According to the New York Times, "John Doe Duffel Bag" is Salvatore Perrone, a balding 64-year-old Italian-American clothing salesman from Staten Island who made his rounds on foot carrying his merchandise in a duffel bag.
Cops say he was casing his next crime scene when he was arrested.
According to the NYPD, Perrone, after being interrogated for more than 24 hours, confessed to killing two of the victims under orders from the "Italian CIA".
According to the New York Post, Perrone gave no written or videotaped confession. He stopped talking to the police after a phone conversation with his daughter.
Perrone, pictured above right, bears no resemblance to the unknown suspect described by the unidentified witnesses in the Kadare case.
All of the evidence needed to convict Perrone in the Vahidipour case was found in a duffel bag the NYPD had identified before arresting Perrone. The bag was seized from Perrone's girlfriend's Brooklyn apartment, presumably with her consent, blocking Perrone from challenging the search as non-consensual.
According to the NYPD, ballistics tests matching a .22 rifle found in the duffel bag to the slugs removed from the three victims were completed within hours. That short a turn-around at the ballistics lab is pretty rare.
The .22 is the most commonly-owned caliber of gun in the U.S.
There is no known motive, although there has been speculation about robbery and ethnic hatred as possible motives, and the first two victims may have been robbed.
The assigned counsel who represented Perrone at arraignment on Thursday said that his client, who has only a minor criminal record, denied killing anyone or telling the police he had killed anyone, and appeared to have mental problems.
Perrone's neighbors on Clove Road in Staten Island and his girlfriend's neighbors described him as a crank and a tough guy wannabe who seemed more crazy than scary.
People who did business with Perrone at Garage Clothing in Brooklyn called him "harmless".
Perrone is in protective custody at Rikers.
Has any serial murderer ever started killing after age 60?
Perrone was from Bensonhurst, once owned a clothing shop [Daily News.]
Perrone indicted on six counts of murder [NY 1.]
Cops searching the basement of Perrone's foreclosed Staten Island home for human remains find a rawhide dog chewy [Ditmas Park Patch.]
Blogger Galewyn Massey weighs in on John Doe Duffel Bag the serial killer.

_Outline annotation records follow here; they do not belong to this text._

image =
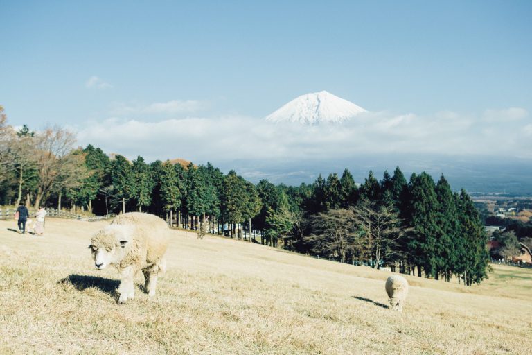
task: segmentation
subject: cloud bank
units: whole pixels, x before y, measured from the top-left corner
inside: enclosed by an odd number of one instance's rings
[[[141,107],[144,117],[113,117],[78,127],[78,142],[148,161],[182,157],[202,164],[235,160],[348,159],[366,155],[437,154],[532,158],[529,114],[522,108],[477,114],[366,113],[342,124],[275,124],[242,116],[154,121],[158,112],[196,110],[173,101]],[[128,107],[121,112],[127,115]]]
[[[111,84],[106,83],[98,76],[91,76],[85,82],[85,87],[87,89],[110,89],[113,87],[113,86]]]
[[[190,114],[209,108],[209,103],[200,100],[171,100],[166,103],[154,103],[150,105],[125,104],[115,105],[111,114],[115,116],[159,116],[176,114]]]

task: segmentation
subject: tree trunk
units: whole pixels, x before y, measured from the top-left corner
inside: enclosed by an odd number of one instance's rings
[[[22,179],[22,166],[20,166],[20,172],[19,174],[19,194],[17,197],[17,202],[15,204],[15,206],[18,207],[19,204],[20,203],[20,201],[22,200],[22,182],[24,180]]]

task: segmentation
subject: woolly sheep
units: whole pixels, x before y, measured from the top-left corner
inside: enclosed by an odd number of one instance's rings
[[[390,297],[391,309],[402,311],[402,305],[408,295],[408,282],[398,275],[388,277],[386,280],[386,293]]]
[[[145,291],[155,295],[157,277],[166,271],[164,254],[168,246],[168,226],[159,217],[132,212],[115,218],[91,239],[94,265],[98,270],[113,265],[121,274],[118,302],[134,297],[133,278],[142,270]]]

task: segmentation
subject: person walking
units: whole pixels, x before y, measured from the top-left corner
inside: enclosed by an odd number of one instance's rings
[[[46,216],[46,210],[41,207],[35,215],[35,234],[42,236],[44,233],[44,217]]]
[[[19,214],[19,233],[24,234],[26,232],[26,222],[28,220],[28,217],[30,214],[28,212],[28,209],[26,208],[26,206],[24,206],[24,204],[22,202],[20,202],[19,207],[17,209],[17,212]]]

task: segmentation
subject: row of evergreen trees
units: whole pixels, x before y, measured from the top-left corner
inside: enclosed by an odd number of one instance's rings
[[[357,186],[346,169],[339,178],[319,175],[299,187],[266,180],[256,185],[211,164],[109,159],[91,145],[73,154],[85,162],[85,171],[76,174],[81,181],[57,185],[45,197],[48,205],[173,216],[186,227],[225,226],[234,236],[242,225],[248,232],[260,231],[262,243],[299,252],[447,281],[456,275],[466,284],[486,277],[487,240],[479,214],[467,193],[453,193],[443,175],[437,183],[426,173],[407,181],[397,168],[380,181],[370,172]],[[30,196],[32,187],[25,188]],[[340,241],[321,243],[342,231]]]

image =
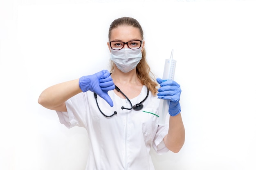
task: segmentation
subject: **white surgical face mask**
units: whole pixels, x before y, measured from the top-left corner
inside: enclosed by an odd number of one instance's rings
[[[142,46],[136,50],[128,48],[119,50],[110,49],[110,59],[114,62],[118,69],[124,73],[128,73],[135,68],[141,60]]]

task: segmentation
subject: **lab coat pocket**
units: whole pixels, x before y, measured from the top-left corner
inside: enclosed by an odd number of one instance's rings
[[[151,144],[157,130],[159,116],[146,110],[143,110],[142,130],[145,143]]]

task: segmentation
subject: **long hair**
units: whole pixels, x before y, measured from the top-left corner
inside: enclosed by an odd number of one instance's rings
[[[124,17],[115,20],[110,24],[108,31],[109,40],[110,40],[112,30],[119,26],[123,25],[132,26],[138,28],[140,32],[141,38],[143,39],[143,31],[139,22],[135,19],[132,18]],[[151,91],[153,95],[155,95],[157,92],[157,86],[158,86],[158,84],[153,79],[153,77],[154,77],[154,75],[150,71],[150,67],[147,62],[146,59],[145,48],[142,53],[141,60],[136,67],[137,76],[141,83],[145,85]],[[110,60],[110,72],[114,71],[114,62]]]

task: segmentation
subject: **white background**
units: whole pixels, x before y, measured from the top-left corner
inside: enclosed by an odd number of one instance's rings
[[[85,129],[37,103],[54,84],[108,68],[108,27],[141,23],[162,76],[172,49],[185,144],[151,152],[157,170],[255,170],[256,3],[249,0],[0,1],[0,169],[83,170]]]

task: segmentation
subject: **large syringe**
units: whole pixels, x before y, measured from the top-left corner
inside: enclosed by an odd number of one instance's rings
[[[171,57],[166,59],[164,69],[163,80],[173,80],[176,66],[176,60],[173,58],[173,50],[172,50]],[[170,100],[164,99],[160,99],[159,105],[159,124],[165,124],[166,118],[169,110]]]

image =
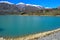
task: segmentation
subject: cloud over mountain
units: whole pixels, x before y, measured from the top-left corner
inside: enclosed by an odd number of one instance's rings
[[[14,4],[14,3],[11,3],[11,2],[8,2],[8,1],[0,1],[0,3]]]

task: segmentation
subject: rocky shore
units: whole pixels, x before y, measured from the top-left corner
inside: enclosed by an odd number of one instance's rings
[[[60,40],[60,28],[48,32],[32,34],[25,37],[3,38],[0,40]]]

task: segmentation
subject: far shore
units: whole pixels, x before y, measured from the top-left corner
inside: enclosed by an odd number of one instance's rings
[[[9,16],[9,15],[0,15],[0,16]],[[60,15],[10,15],[10,16],[60,16]]]
[[[17,38],[9,38],[9,37],[3,38],[3,37],[1,37],[1,39],[5,39],[5,40],[35,40],[38,38],[49,36],[50,34],[54,34],[54,33],[59,32],[59,31],[60,31],[60,28],[58,28],[56,30],[52,30],[52,31],[31,34],[31,35],[23,36],[23,37],[17,37]]]

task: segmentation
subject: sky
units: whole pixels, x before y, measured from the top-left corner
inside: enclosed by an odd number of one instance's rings
[[[26,4],[35,4],[35,5],[41,5],[44,7],[51,7],[51,8],[60,6],[60,0],[0,0],[0,1],[9,1],[14,4],[23,2]]]

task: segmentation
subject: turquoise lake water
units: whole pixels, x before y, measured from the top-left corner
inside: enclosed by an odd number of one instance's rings
[[[17,37],[60,28],[60,16],[0,16],[0,36]]]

Did Marty Golden, Ray Kelly and Charlie Hynes create "Son of Sal"?
Perrone, looking and sounding more than a little cuckoo, enters a "not guilty" plea [CBS News.]
The trial judge, noticing Perrone's erratic behavior, ordered a mental status exam [Brooklyn Eagle.]
"Son of Sal" deemed competent to stand trial [Home Reporter.]
"Sone of Sal" deemed incompetent to stand trial [Daily News.]
"Son of Sal: again deemed competent to stand trial [Daily News.]
"Son of Sal", on trial for triple homicide, barred from jury selection because the judge didn't like his behavior [Daily News.]
Jury drawn while Son of Sal excluded from the courtroom sees the defendant for the first time as trial begins [Daily News.]
A disheveled "Son of Sal" seated before the jury on the first day of trial in a prison jumpsuit [Daily News.]
Perrone has been convicted, and faces a 75-to-life sentence.